I have to print a non-english string in a Java program. I have the string with me. How do I get the unicode of its constituent characters so that I am embed the string within the program?
python -c "print repr('text goes here'.decode('utf-8'))"
It may not always be 'utf-8'
, but that is a sane starting point.
In which codepage do you have that string? Java sources can be in any encoding, so you can put that string right in the source and use compiler's options to set the code page. See NetBeans -> Project node -> Properties -> Source -> Encoding.
As previous answers said, you can definitely write strings containing characters that can't be encoded in conventional ISO-8859-1 or US-ASCII characters sets, directly in the source file. You do need to make sure your IDE saves the file as UTF-8. And, you may need to add "-encoding UTF-8" to your javac command to ensure javac reads it correctly.

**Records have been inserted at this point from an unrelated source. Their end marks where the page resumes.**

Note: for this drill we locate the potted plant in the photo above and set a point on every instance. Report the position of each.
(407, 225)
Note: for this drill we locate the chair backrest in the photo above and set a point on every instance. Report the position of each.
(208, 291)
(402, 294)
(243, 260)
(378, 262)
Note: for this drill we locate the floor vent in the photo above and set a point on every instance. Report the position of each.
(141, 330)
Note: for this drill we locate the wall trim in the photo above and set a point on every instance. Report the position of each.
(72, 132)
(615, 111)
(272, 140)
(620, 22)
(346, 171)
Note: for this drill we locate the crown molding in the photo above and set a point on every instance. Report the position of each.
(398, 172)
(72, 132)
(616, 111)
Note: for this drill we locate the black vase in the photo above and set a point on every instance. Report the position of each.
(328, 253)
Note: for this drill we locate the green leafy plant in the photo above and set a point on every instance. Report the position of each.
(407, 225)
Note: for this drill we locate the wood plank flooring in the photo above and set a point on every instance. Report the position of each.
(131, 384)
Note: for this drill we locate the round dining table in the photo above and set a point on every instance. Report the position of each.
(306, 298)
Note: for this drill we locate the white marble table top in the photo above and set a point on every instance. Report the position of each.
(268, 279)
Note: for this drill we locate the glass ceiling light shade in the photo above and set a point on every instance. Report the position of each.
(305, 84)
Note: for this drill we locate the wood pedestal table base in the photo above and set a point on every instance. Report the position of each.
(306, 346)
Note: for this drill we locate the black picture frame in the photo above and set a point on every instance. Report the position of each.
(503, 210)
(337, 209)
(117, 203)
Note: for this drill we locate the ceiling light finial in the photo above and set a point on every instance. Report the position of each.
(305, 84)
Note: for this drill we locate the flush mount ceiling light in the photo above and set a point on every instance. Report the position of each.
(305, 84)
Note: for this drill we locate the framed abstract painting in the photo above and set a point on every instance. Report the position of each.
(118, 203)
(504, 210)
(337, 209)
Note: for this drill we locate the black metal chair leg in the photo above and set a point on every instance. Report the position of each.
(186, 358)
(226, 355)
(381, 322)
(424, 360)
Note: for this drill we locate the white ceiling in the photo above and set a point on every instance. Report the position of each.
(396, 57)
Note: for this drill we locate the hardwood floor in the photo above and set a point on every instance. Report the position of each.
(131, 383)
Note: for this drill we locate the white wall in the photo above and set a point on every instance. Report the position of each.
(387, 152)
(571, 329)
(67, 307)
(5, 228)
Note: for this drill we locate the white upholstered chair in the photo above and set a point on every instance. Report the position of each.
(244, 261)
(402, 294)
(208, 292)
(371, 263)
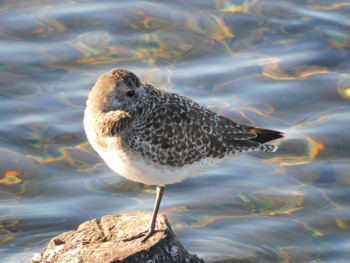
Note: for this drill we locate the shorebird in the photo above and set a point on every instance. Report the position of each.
(158, 138)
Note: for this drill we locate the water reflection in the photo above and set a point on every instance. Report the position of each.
(281, 65)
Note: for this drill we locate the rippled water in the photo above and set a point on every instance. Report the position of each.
(277, 64)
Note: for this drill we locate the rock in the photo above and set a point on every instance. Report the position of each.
(102, 241)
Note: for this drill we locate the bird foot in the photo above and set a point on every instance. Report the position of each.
(145, 234)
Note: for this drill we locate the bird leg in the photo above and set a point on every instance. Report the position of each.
(148, 233)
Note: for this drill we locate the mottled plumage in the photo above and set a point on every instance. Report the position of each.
(156, 137)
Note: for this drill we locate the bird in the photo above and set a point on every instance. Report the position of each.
(158, 138)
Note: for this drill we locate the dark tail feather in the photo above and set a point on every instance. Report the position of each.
(265, 135)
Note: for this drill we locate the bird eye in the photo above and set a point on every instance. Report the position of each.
(130, 93)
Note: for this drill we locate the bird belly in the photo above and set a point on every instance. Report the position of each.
(133, 166)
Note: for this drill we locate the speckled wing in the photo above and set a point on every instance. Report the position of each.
(177, 131)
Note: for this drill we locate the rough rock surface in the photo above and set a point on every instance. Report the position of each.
(102, 241)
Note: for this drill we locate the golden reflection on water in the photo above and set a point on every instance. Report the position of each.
(275, 71)
(10, 178)
(274, 202)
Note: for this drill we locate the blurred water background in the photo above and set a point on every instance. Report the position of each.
(276, 64)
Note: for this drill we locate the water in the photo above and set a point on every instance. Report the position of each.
(276, 64)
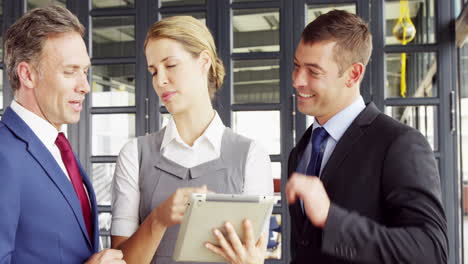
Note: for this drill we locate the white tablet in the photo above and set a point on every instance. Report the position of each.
(208, 211)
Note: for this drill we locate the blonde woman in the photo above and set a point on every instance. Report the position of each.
(195, 152)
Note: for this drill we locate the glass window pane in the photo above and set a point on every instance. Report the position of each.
(250, 0)
(104, 229)
(181, 2)
(423, 118)
(313, 11)
(43, 3)
(110, 132)
(256, 81)
(262, 126)
(113, 3)
(113, 85)
(199, 16)
(256, 30)
(274, 238)
(102, 175)
(420, 75)
(417, 16)
(113, 36)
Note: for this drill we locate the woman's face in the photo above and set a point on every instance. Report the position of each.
(179, 79)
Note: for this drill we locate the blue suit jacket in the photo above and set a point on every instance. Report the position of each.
(40, 215)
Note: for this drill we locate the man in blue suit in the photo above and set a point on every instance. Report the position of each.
(47, 204)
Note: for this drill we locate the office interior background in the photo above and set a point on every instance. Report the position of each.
(256, 40)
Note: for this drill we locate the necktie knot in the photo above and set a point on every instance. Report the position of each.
(319, 136)
(62, 143)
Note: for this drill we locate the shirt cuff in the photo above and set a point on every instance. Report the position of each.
(123, 227)
(332, 230)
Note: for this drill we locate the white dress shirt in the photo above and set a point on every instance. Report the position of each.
(126, 193)
(44, 130)
(335, 127)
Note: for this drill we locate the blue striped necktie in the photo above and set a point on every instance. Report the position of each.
(319, 139)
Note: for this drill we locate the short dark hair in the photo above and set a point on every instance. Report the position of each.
(26, 38)
(351, 34)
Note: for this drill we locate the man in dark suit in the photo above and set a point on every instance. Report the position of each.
(374, 196)
(47, 204)
(363, 188)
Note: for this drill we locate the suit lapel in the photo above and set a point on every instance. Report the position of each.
(43, 156)
(348, 141)
(343, 148)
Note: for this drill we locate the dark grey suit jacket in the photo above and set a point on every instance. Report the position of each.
(384, 187)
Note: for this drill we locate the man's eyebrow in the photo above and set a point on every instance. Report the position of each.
(313, 65)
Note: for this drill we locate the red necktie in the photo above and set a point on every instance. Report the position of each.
(69, 160)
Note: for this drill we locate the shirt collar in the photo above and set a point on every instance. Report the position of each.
(44, 130)
(340, 122)
(213, 134)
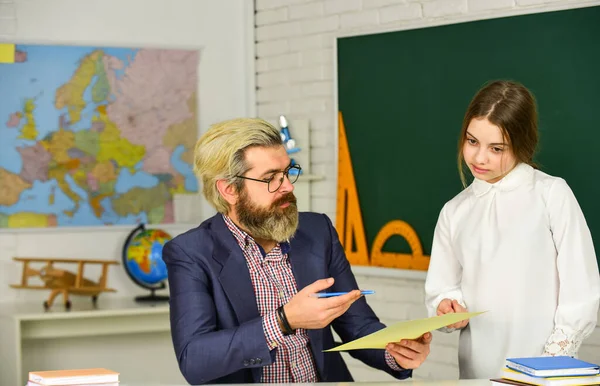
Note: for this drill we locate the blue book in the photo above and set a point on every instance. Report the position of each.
(559, 366)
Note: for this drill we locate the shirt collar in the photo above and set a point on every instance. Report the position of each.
(244, 239)
(516, 177)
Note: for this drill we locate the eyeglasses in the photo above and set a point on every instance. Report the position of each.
(274, 182)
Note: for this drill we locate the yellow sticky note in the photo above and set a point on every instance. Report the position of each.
(411, 329)
(7, 53)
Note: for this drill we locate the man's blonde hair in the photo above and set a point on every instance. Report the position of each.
(220, 154)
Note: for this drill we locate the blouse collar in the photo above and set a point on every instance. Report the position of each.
(516, 177)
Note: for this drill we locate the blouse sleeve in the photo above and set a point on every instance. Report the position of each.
(444, 274)
(579, 281)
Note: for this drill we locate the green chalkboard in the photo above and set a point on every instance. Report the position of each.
(403, 95)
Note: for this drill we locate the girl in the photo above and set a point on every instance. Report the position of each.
(514, 243)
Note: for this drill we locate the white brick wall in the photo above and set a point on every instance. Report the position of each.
(8, 19)
(295, 77)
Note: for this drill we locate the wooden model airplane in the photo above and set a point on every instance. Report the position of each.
(63, 282)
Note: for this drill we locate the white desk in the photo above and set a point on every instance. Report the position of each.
(119, 333)
(470, 382)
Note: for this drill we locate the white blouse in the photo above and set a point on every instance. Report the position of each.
(520, 249)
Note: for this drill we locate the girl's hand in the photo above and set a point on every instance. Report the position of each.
(448, 306)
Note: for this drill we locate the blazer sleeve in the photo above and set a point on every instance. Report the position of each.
(204, 351)
(359, 320)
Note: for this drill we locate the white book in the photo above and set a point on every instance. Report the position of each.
(73, 377)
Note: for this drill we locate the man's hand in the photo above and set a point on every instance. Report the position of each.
(305, 311)
(448, 306)
(410, 354)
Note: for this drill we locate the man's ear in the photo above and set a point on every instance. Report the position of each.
(227, 191)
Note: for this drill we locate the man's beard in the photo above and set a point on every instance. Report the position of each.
(271, 223)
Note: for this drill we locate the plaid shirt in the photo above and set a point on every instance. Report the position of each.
(274, 285)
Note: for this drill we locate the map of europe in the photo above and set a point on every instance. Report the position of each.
(94, 136)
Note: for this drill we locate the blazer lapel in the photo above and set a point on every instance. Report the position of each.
(234, 276)
(308, 267)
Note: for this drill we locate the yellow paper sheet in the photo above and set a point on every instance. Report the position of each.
(411, 329)
(7, 53)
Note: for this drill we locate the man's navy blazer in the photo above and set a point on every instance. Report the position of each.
(216, 328)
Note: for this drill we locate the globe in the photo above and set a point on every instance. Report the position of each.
(142, 260)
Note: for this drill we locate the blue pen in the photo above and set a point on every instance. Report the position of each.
(332, 294)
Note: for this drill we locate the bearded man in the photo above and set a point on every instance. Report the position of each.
(243, 307)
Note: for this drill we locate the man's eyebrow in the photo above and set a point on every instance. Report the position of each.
(271, 171)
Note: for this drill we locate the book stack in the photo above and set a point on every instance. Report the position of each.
(549, 371)
(79, 377)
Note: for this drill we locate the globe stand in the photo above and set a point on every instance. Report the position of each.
(140, 229)
(152, 298)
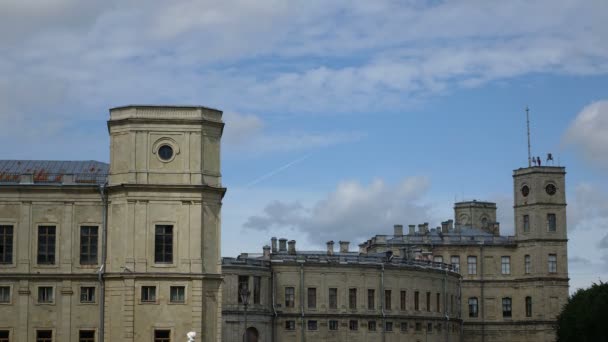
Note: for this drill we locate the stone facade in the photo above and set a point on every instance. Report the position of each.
(132, 254)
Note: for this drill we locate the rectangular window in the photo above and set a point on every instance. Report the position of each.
(44, 336)
(5, 294)
(506, 307)
(290, 297)
(505, 263)
(472, 264)
(257, 289)
(163, 244)
(371, 325)
(312, 298)
(455, 261)
(6, 244)
(87, 294)
(528, 306)
(88, 245)
(438, 301)
(552, 263)
(473, 308)
(148, 294)
(46, 245)
(45, 295)
(333, 298)
(371, 299)
(243, 287)
(177, 294)
(86, 336)
(551, 222)
(162, 335)
(352, 299)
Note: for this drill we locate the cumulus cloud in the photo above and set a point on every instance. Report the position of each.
(353, 211)
(588, 133)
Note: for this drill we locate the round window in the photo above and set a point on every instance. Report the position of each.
(165, 152)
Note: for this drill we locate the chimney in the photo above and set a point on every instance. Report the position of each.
(330, 247)
(398, 230)
(273, 243)
(291, 249)
(266, 252)
(412, 228)
(344, 246)
(282, 245)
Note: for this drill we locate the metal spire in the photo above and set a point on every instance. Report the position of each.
(528, 125)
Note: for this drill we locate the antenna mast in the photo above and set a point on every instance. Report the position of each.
(528, 125)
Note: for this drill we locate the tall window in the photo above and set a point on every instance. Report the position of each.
(371, 299)
(551, 222)
(290, 297)
(506, 307)
(46, 295)
(6, 244)
(46, 245)
(473, 308)
(148, 294)
(86, 336)
(472, 264)
(552, 263)
(88, 245)
(44, 336)
(163, 244)
(257, 291)
(177, 294)
(455, 261)
(243, 286)
(162, 335)
(87, 294)
(333, 298)
(5, 294)
(312, 298)
(352, 299)
(505, 262)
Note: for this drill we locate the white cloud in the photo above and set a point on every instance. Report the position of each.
(588, 133)
(353, 211)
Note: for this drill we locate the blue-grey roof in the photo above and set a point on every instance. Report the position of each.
(52, 171)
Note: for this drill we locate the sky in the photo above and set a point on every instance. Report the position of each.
(342, 118)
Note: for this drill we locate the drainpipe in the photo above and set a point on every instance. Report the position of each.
(382, 299)
(102, 268)
(302, 300)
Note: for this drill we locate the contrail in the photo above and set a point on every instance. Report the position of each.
(274, 172)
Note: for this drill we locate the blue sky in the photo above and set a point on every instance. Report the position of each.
(342, 118)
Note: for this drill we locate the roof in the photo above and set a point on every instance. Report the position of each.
(52, 171)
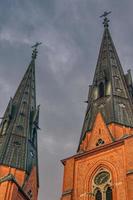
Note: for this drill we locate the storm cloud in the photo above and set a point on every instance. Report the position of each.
(70, 32)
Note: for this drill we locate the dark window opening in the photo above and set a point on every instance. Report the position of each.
(100, 142)
(101, 89)
(109, 194)
(98, 195)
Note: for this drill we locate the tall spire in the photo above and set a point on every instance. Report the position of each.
(111, 91)
(18, 129)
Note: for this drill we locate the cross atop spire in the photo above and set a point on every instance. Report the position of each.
(34, 52)
(106, 20)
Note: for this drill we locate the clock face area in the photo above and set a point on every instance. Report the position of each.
(102, 178)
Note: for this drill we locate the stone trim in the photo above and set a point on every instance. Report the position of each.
(67, 192)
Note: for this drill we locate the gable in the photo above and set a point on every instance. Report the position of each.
(98, 136)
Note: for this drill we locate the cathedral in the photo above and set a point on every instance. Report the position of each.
(19, 178)
(102, 168)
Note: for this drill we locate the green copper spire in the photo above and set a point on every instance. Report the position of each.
(111, 92)
(18, 129)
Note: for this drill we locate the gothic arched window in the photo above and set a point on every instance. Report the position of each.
(101, 89)
(102, 185)
(98, 195)
(109, 194)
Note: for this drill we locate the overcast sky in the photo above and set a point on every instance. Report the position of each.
(71, 33)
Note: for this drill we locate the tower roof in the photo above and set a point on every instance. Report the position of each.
(111, 90)
(18, 129)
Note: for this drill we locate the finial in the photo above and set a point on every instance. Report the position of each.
(34, 52)
(106, 20)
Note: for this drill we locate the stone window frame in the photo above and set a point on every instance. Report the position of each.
(103, 187)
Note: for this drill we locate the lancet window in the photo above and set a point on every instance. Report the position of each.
(102, 185)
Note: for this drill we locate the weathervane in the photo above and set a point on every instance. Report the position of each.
(34, 52)
(106, 20)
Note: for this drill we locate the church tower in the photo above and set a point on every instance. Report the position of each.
(102, 168)
(19, 178)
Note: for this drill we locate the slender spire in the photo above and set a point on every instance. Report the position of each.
(106, 20)
(111, 92)
(35, 51)
(18, 129)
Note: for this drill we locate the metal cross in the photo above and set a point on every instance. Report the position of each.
(106, 20)
(34, 52)
(105, 14)
(36, 45)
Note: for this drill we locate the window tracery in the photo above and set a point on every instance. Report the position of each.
(102, 185)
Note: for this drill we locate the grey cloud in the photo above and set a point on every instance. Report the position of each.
(71, 32)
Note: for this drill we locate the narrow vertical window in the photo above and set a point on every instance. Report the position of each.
(98, 195)
(101, 89)
(109, 194)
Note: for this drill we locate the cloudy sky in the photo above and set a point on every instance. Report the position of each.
(71, 33)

But I think you're wondering about how to embed the string using "\uXXXX" syntax, perhaps to avoid any issues of the source file encoding. This short code snippet will probably work for you; it crudely assumes any character whose UTF-16 values is over 255 needs to be escaped.
public static void main(String[] args) {
String s = args[0];
for (int i = 0; i < s.length(); i++) {
char c = s.charAt(i);
int value = (int) c;
if (value < 256) {
System.out.print(c);
} else {
System.out.print("\\u" + Integer.toHexString(value));
}
}
}
The source files were getting encoded using "MacRoman" (found this from Project Properties -> Resource -> Text file encoding). I changed it to "UTF-8" and then tried embedding the actual non-english string to the program and tried printing. it worked.
You were perhaps corrupting data either on save or during compilation. Source code doesn't carry any intrinsic encoding information, so it is easy to corrupt string literals that contain characters outside the basic "ASCII" range. Consider using Unicode escape sequences in your source files to avoid this problem. You either do that or you ensure that anyone who comes into contact with the source handles it appropriately at all times - the first way is easier.
If this is for a commercial application, consider externalizing the strings to a resource file.